For buyers of flats and apartments, the transfer of ownership takes place as soon as the property’s registration is done; mutation is more of a legal formality, which can be completed any time after the transaction. However, one would have to show the mutation documents, if one were to sell the property in future. These documents may also be required, while applying for utilities such as power and water services.
It must be noted that in case of a land buyer, property mutation is compulsory, because without getting this done, the transfer of ownership will not be complete.
There is a difference in registration of property and mutation. While a property is registered by way of executing the sale deed, after the buyer and the seller reach a consensus, property mutation takes places after the actual transaction. The property mutation process is basically a buyer’s responsibility, wherein the buyer gets his newly-owned asset updated in his name in the local revenue office.
Now the point is how to apply for mutation of property. So its an online application to Municipal bodies that govern your area maintain land records and that is where you have to get the mutation of your land or property done. While you could go online and start the mutation process, since several states have launched services on that front, you would ultimately have to appear in person at the municipal office, to complete the task.
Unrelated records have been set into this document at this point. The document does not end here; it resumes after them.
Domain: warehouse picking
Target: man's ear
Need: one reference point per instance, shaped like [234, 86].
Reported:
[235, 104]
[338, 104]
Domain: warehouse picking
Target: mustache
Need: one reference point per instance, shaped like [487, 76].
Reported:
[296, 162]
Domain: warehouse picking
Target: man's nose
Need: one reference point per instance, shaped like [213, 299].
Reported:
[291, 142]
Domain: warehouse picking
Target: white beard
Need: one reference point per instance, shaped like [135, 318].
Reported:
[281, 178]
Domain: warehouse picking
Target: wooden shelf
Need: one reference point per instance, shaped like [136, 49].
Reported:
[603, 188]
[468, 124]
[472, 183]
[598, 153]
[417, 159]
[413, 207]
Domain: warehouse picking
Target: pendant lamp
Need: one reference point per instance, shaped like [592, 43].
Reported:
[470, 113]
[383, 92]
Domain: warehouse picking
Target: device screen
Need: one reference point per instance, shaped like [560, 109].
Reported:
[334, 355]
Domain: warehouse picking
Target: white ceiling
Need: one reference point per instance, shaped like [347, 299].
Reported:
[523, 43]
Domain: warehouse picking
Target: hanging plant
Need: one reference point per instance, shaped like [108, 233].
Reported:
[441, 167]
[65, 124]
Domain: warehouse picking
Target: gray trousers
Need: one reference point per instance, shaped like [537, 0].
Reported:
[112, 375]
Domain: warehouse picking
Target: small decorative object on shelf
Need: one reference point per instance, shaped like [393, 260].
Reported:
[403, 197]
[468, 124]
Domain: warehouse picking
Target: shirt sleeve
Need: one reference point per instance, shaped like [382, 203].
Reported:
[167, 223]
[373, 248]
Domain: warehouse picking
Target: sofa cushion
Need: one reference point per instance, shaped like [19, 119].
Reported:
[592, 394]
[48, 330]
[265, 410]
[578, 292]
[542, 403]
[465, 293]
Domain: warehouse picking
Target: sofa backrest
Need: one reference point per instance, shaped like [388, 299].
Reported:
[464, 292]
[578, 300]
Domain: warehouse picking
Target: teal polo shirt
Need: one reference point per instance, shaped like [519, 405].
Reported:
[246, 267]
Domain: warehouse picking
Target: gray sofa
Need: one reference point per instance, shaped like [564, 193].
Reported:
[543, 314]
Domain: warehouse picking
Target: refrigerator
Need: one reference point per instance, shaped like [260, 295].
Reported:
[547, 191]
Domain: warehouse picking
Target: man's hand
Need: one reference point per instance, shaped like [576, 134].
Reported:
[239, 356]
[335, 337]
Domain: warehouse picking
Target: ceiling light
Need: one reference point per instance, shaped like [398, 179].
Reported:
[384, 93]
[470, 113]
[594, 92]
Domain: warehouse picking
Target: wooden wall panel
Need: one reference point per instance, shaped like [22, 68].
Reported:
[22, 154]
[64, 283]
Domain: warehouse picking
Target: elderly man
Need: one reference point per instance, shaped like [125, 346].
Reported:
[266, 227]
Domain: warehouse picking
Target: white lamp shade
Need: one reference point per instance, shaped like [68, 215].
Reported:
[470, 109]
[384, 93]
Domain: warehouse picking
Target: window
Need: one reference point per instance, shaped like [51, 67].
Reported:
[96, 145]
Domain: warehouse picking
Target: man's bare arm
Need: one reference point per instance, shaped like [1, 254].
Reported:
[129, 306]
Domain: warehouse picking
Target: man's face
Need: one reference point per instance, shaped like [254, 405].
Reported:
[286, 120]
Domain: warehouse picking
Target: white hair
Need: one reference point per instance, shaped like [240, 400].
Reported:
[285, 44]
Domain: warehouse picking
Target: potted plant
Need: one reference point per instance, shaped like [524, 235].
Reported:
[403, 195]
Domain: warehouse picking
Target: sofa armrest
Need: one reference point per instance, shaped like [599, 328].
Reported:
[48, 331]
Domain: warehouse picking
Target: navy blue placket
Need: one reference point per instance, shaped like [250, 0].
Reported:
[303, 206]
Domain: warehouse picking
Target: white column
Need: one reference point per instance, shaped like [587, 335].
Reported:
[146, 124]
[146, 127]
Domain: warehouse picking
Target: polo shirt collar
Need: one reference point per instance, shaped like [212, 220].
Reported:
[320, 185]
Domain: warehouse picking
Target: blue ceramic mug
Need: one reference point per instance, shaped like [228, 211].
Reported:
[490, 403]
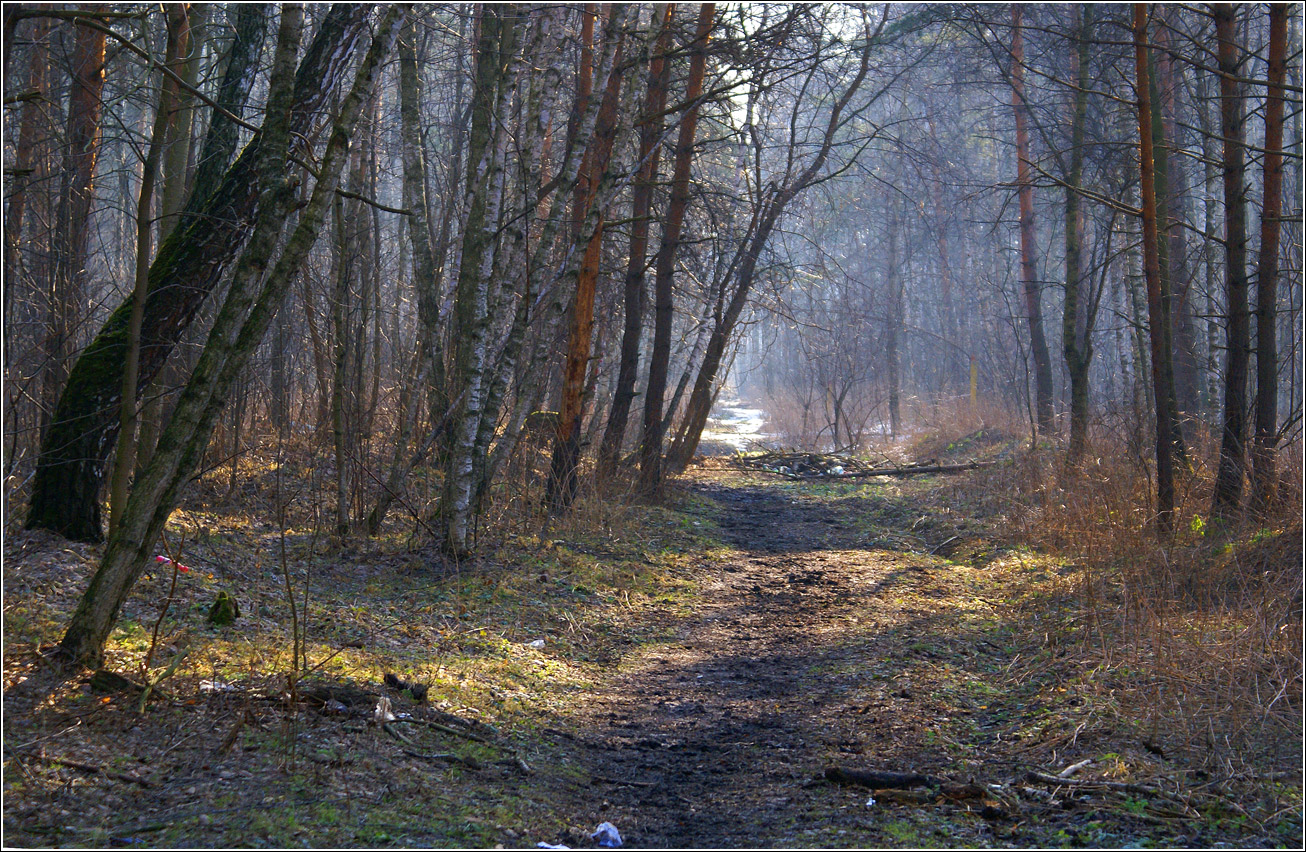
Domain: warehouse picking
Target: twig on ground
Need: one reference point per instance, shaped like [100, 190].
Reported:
[85, 767]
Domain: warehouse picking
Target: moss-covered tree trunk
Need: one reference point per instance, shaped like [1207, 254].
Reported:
[252, 299]
[635, 297]
[1263, 477]
[1229, 475]
[187, 267]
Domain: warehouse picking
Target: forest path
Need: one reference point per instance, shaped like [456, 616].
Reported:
[711, 737]
[874, 627]
[797, 655]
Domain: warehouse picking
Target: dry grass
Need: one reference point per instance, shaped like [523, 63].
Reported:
[1196, 638]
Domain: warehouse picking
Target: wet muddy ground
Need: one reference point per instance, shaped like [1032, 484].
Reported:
[860, 629]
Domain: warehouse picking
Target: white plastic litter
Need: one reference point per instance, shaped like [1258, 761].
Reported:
[606, 835]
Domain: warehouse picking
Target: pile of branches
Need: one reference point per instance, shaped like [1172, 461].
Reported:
[810, 465]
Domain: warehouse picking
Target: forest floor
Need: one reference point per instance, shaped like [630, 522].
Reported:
[690, 673]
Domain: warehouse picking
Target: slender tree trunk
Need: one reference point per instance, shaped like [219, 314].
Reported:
[651, 451]
[1159, 320]
[1229, 476]
[1170, 263]
[635, 295]
[1078, 346]
[493, 93]
[1263, 477]
[1174, 242]
[187, 267]
[178, 45]
[893, 323]
[238, 328]
[72, 222]
[29, 163]
[1028, 264]
[562, 477]
[745, 267]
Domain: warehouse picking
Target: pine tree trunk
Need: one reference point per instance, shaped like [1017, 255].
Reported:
[1229, 476]
[664, 309]
[1263, 477]
[635, 295]
[1028, 264]
[1076, 345]
[562, 477]
[187, 267]
[252, 298]
[487, 148]
[124, 460]
[72, 218]
[1159, 320]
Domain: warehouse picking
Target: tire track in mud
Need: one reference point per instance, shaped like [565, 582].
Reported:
[713, 738]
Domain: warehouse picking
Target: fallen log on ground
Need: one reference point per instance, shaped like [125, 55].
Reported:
[907, 471]
[879, 779]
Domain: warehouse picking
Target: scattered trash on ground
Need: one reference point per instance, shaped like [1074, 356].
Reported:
[606, 835]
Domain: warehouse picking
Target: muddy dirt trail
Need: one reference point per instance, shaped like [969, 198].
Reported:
[720, 736]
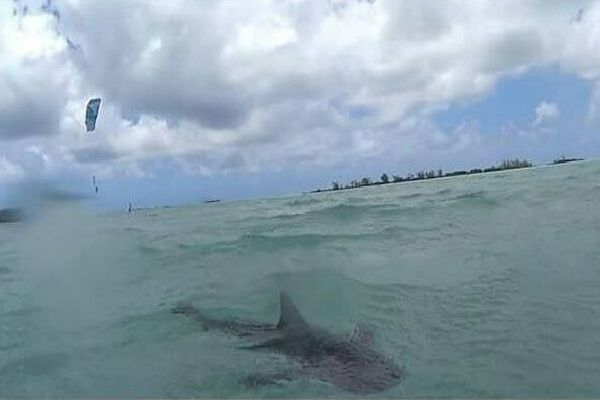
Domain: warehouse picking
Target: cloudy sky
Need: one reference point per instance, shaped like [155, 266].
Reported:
[238, 99]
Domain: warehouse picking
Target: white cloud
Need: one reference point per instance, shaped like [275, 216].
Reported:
[10, 171]
[545, 112]
[225, 86]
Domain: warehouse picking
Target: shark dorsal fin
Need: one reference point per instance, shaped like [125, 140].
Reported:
[289, 316]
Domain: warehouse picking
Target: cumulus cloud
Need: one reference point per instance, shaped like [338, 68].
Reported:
[226, 86]
[545, 112]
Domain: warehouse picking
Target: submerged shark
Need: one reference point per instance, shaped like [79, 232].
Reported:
[347, 362]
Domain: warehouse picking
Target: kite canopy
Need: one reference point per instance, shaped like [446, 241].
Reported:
[91, 114]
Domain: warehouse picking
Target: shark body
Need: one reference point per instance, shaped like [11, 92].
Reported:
[349, 363]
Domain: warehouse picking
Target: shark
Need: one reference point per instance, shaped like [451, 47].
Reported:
[347, 361]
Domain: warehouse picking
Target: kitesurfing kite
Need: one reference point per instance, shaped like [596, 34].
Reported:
[91, 114]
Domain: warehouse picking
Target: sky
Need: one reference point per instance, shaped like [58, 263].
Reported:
[236, 99]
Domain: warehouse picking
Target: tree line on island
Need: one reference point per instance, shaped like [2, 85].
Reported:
[421, 175]
[431, 174]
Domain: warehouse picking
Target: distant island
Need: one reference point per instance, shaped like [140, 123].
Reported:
[563, 160]
[432, 174]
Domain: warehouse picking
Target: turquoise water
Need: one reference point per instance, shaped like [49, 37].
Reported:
[482, 286]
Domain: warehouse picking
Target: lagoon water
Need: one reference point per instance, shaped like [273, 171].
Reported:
[483, 286]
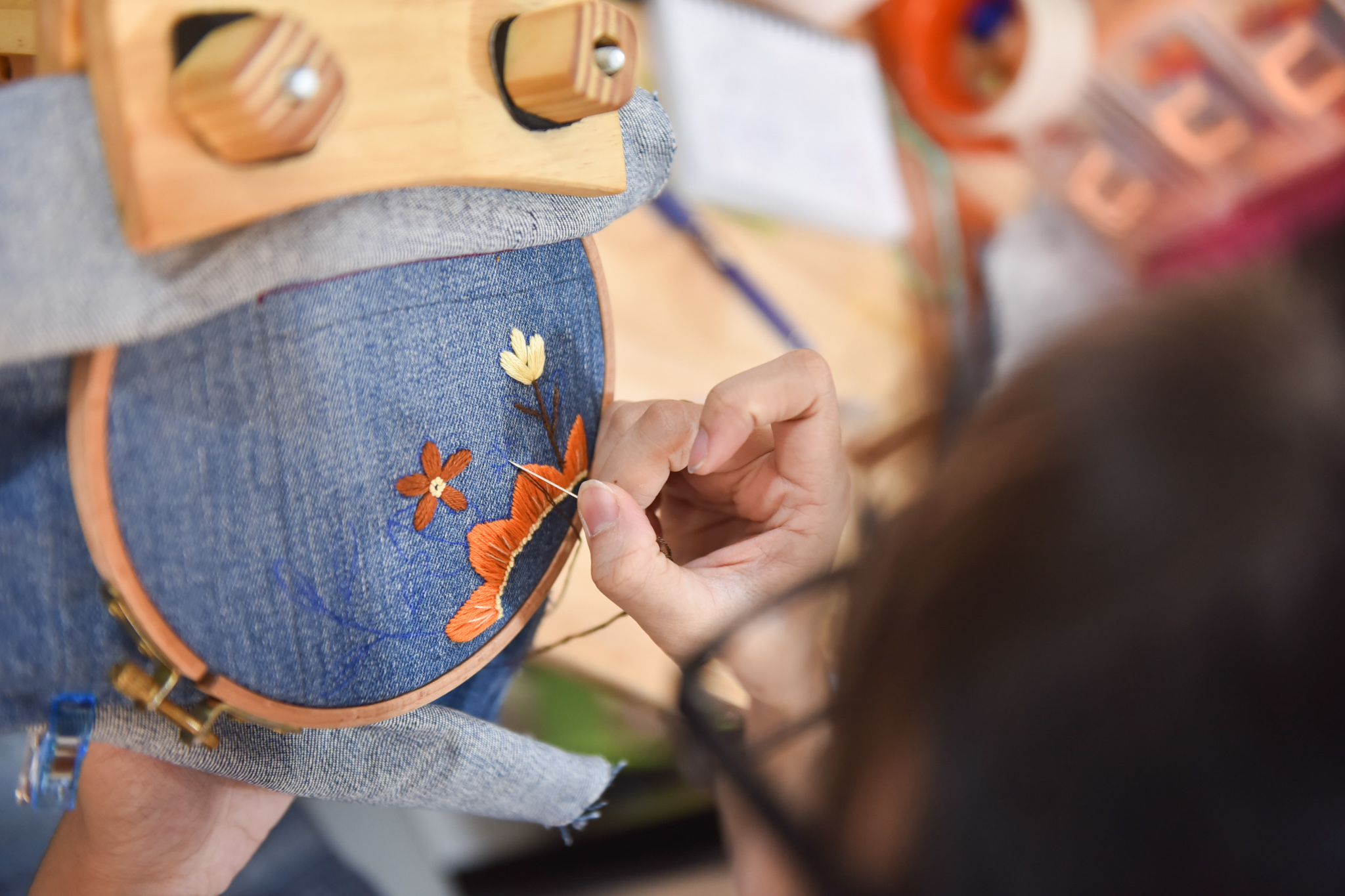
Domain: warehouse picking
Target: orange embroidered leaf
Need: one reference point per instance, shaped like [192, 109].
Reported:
[455, 465]
[426, 511]
[494, 547]
[430, 459]
[413, 485]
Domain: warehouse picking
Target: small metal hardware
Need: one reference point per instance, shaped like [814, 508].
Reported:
[151, 689]
[151, 692]
[303, 83]
[51, 766]
[609, 58]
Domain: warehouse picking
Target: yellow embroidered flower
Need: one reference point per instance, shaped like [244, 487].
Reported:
[527, 360]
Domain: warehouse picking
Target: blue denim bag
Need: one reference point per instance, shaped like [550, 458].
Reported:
[324, 507]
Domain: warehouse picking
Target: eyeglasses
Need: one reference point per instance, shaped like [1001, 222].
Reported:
[779, 660]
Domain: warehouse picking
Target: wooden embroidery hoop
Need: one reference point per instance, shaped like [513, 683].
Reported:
[91, 393]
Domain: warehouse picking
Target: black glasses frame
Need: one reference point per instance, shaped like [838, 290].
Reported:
[811, 857]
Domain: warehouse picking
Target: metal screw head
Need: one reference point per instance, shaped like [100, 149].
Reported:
[609, 60]
[303, 83]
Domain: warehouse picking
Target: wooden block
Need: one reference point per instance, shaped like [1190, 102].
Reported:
[558, 64]
[15, 69]
[259, 89]
[18, 27]
[60, 37]
[422, 108]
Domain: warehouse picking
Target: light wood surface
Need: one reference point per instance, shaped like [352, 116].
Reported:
[680, 330]
[18, 27]
[422, 108]
[549, 64]
[60, 37]
[232, 89]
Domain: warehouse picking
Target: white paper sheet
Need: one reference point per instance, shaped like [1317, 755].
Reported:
[776, 119]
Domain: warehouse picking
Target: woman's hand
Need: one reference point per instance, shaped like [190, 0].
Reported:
[146, 826]
[751, 489]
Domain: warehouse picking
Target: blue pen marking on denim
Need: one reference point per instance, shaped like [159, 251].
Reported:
[303, 590]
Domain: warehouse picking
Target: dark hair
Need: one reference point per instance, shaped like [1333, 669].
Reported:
[1116, 617]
What documents are required for mutation of property?
While documents required to complete the mutation process might vary from state to state, a buyer would have to submit the following:
- Correctly filled property mutation application form
- Copy of the sale/title deed
- Affidavit on stamp papers
- Indemnity bond
- Copy of Aadhaar Card
- Property tax receipts
- Copy of will or succession certificate or death certificate of the owner (if applicable)
People have a misconception that ownership of an agricultural land or an immovable property is witnessed by the relevant entry in the revenue or the municipal records. It is true that mutation entries are relevant and primary for ascertaining the title but is not the sole deciding factor to determine legal ownership. It is common that in a dispute over title of an immovable property, the parties usually assert their title by placing reliance upon their name being reflected in the revenue records, which is not conclusive.. Owners must recall here that mutation entries can only be used as proof of possession over a property and not ownership. The Supreme Court of India has passed several judgements stating that. A bench comprising Justices M R Shah and Aniruddha Bose said it cannot be disputed that the right on the basis of the will can be claimed only after the death of the executant of the will. As per the settled proposition of law, mutation entry does not confer any right, title or interest in favour of the person and the mutation entry in the revenue record is only for the fiscal purpose, the bench said.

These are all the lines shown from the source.